Speaking at the NFU’s annual poultry research seminar, Bisset said the firm will be using black soldier flies, which are able to convert food waste into protein in just 12 days. “Black soldier flies are incredible bio-converters taking pretty much any organic waste and converting it into a real high-quality protein.”
Black soldier fly eggs are given waste from food growers, brewers and distillers and in less than 2 weeks the larvae consume the waste, grow into adults from which the company extracts co-products, such as protein, lipids and fertiliser for use in pet food and potential use in the aquaculture and animal feed sectors as a safe alternative form of protein.
On one of its farms, Entocycle plans to produce 2,200 tonnes of larvae and 2,200 tonnes of frass (a potential soil enhancer given the current fertiliser price) per year.
Dr Lindsay Whistance, The Organic Research Centre, sustainable feed and planting design for organic poultry ranges, spoke about the pan-European OK-Net EcoFeed project, which looked at working towards 100% organic and regional feed for monogastrics in Europe.
Among the conclusions when feeding poultry and pigs 100% organic and regionally produced feed, protein and specific amino acids, was that this is a challenge but potential approaches could resolve the issues. Whistance said the possibilities for combinations of regionally grown feed given to low-yielding breeds through different strategies were many. A total of 18 trials in 8 European countries were established, lasting 3 years and shared across the platform.
Among the trials discussed by Whistance was a German initiative that looked at using nettles for laying hens in 2 feeding trials. Dried nettles were used in proportions of 10% (trial 1) and 5% (trial 2) in the respective farm rations, replacing 5% of the existing protein source. In trial 1, the milled grass was additionally reduced by 5%. The fodder was prepared on farms with mobile grinding and mixing equipment and the feed was fed ad libitum to almost 300 laying hens by automatic feeders. The bird genetic users were Sandy (trial 1) and Lohmann Brown (trial 2). The feeding duration was 10 days for trial 1 and 26 days for trial 2 with the aim to reduce the amount of purchased protein concentrates.
The results found that the hens accepted the changed rations, and feed intake remained stable at 120-130g/hen/day. Faeces were solid and laying performance was constant (80% for trial 1 and 88% for trial 2).
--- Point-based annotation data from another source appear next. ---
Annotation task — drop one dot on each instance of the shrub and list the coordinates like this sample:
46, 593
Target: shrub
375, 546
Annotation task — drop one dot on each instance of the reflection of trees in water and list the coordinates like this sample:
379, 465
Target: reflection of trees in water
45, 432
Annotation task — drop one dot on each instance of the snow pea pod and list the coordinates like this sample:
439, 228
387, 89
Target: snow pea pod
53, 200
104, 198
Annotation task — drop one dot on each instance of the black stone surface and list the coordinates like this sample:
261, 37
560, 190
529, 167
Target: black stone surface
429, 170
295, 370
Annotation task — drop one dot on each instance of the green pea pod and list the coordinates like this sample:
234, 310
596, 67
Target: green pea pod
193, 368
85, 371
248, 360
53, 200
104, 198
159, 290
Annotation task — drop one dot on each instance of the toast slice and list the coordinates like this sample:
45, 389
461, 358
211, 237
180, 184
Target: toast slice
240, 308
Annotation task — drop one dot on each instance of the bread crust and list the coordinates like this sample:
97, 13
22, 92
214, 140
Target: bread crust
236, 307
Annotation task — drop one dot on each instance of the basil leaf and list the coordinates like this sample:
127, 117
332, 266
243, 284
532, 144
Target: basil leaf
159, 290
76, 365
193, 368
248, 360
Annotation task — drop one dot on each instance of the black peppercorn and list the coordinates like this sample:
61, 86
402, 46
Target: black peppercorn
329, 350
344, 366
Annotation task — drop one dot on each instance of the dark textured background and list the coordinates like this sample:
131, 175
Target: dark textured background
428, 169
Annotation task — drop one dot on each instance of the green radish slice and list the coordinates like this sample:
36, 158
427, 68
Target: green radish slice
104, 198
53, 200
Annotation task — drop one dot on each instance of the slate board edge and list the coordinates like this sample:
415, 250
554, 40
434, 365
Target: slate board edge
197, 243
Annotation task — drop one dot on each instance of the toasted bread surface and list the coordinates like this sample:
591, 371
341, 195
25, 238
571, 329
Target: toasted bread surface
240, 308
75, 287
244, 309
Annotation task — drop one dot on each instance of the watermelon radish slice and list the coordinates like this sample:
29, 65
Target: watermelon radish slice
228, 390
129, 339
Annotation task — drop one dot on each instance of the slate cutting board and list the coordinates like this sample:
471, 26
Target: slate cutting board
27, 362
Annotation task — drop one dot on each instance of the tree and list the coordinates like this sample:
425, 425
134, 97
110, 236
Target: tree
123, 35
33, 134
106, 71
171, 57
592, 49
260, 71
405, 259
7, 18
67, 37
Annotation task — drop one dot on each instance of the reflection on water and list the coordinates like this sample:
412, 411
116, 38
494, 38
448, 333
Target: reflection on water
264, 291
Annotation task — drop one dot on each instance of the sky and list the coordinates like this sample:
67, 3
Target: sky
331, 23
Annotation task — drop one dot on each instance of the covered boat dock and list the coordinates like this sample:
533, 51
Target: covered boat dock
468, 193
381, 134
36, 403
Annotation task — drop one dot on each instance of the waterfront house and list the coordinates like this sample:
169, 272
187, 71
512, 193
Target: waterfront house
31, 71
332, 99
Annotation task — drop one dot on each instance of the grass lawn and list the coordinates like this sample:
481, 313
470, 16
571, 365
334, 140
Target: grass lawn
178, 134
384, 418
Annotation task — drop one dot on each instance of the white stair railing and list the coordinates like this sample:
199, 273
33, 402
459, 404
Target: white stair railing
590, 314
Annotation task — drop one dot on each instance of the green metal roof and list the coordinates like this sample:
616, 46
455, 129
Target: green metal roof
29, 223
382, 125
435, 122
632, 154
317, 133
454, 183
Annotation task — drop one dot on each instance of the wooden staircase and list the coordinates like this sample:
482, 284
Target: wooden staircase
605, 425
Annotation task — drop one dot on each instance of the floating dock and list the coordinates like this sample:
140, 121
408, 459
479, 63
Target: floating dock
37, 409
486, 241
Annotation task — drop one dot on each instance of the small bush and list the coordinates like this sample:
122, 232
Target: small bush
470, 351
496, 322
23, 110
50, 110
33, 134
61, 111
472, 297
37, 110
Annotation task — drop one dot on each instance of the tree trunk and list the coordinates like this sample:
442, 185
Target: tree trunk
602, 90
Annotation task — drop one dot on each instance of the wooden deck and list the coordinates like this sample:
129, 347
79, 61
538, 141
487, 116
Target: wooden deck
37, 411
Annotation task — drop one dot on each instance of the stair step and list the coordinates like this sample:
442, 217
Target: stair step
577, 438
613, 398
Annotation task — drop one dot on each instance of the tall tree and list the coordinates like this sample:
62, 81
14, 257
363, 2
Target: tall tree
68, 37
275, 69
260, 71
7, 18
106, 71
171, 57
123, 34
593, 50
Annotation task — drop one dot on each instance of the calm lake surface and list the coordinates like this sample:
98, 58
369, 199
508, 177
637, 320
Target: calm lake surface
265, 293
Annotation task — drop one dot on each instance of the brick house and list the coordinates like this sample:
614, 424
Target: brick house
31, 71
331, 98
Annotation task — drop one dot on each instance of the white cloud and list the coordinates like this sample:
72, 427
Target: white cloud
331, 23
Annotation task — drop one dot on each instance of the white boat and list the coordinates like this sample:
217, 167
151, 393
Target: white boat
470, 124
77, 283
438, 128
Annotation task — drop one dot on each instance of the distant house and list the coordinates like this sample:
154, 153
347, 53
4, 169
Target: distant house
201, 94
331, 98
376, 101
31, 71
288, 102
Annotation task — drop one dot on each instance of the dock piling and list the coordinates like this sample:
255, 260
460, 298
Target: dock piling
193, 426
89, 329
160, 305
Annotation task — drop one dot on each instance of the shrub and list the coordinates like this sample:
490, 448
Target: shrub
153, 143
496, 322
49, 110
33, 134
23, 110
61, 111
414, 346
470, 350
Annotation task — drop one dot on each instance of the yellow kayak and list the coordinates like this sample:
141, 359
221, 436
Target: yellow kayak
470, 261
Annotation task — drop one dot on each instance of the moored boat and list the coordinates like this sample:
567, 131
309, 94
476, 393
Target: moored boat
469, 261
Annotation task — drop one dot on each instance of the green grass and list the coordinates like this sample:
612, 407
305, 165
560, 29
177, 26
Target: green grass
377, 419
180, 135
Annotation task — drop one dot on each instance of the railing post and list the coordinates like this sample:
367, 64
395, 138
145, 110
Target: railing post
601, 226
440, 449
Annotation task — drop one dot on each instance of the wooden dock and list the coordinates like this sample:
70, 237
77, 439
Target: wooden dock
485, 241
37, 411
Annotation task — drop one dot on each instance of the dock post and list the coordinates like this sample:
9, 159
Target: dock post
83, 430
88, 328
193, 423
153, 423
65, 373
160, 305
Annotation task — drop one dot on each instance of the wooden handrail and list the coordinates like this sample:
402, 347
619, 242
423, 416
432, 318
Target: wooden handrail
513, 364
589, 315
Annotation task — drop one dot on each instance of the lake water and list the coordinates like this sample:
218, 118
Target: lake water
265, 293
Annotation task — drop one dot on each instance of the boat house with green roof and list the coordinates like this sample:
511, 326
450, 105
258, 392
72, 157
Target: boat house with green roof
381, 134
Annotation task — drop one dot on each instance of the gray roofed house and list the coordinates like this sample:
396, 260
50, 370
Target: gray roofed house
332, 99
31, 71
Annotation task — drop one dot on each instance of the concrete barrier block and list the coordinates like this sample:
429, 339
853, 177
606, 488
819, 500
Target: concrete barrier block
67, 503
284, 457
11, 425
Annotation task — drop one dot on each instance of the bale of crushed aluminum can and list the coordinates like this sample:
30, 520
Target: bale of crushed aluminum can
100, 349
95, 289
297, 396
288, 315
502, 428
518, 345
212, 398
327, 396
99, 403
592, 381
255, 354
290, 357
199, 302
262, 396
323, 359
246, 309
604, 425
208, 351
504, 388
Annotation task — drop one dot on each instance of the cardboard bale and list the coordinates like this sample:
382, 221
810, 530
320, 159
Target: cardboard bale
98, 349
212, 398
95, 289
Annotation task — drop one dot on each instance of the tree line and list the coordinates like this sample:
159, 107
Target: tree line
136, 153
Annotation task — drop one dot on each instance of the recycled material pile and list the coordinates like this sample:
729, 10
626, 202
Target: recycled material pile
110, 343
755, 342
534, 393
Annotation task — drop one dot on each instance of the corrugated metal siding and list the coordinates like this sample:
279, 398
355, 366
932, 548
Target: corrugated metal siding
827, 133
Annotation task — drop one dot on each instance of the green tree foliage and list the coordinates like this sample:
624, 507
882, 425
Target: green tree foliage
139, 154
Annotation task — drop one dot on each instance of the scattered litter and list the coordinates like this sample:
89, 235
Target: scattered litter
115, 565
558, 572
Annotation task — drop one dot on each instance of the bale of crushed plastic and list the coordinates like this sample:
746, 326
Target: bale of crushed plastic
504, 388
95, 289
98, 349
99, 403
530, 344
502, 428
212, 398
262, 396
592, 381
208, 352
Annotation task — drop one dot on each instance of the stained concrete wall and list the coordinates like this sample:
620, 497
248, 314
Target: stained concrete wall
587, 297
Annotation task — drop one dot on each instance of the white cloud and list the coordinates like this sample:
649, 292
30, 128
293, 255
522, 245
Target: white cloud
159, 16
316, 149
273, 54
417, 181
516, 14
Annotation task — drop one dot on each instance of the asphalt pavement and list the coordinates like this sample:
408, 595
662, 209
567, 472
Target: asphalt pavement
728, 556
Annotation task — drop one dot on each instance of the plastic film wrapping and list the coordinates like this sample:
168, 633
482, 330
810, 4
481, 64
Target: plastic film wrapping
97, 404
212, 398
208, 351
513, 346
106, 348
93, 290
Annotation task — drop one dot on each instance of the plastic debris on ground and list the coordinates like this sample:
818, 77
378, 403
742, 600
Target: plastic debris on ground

Egg quality characteristics remained unchanged, but feed values were worse than expected due to the high stalk content, the cost was prohibitive and nettles are not included in the list of authorised feedstuffs so using them on a larger scale is currently not appropriate.
An Italian project looked at using Camelina in laying hen feed as an alternative protein to soya bean cake, which contains interesting types and amounts of omega 3 fatty acids and tocopherols. Camelina cake, on average, has 34% protein and 10% fat with the protein including 38% of essential amino acids with 2.65% of methionine.
Camelina can be included in the laying hen diet up to a maximum of 10%. In the practical trial, 3.5% of camelina cake replaced the same amount of soya bean cake and 1.5% of camelina oil was also added to the feed. Later trials supported the possibility of increasing the cake percentage and, with specific varieties characterised by low anti-nutritional factors, potentially no limits need to be set.
The trial indicated that camelina cake and oil can be fed through the entire productive life cycle of the hens with no effects on laying parameters, higher omega 3 content and longer productive life of hens and enhanced animal welfare.
Another trial looked at sprouted wheat and vetch seeds, testing them for feed value including amino acid profiles. Trypsin inhibitor activity was also assessed in the vetches to assess changes in anti-nutritional factors. Sprouted seeds were then fed to layers, who preferred vetch sprouts. There was no loss of nutritional value due to sprouting although starch is converted into sugars in the process. Feed value starts to drop on day 5. Crude protein and amino acid profiles did not change with sprouting.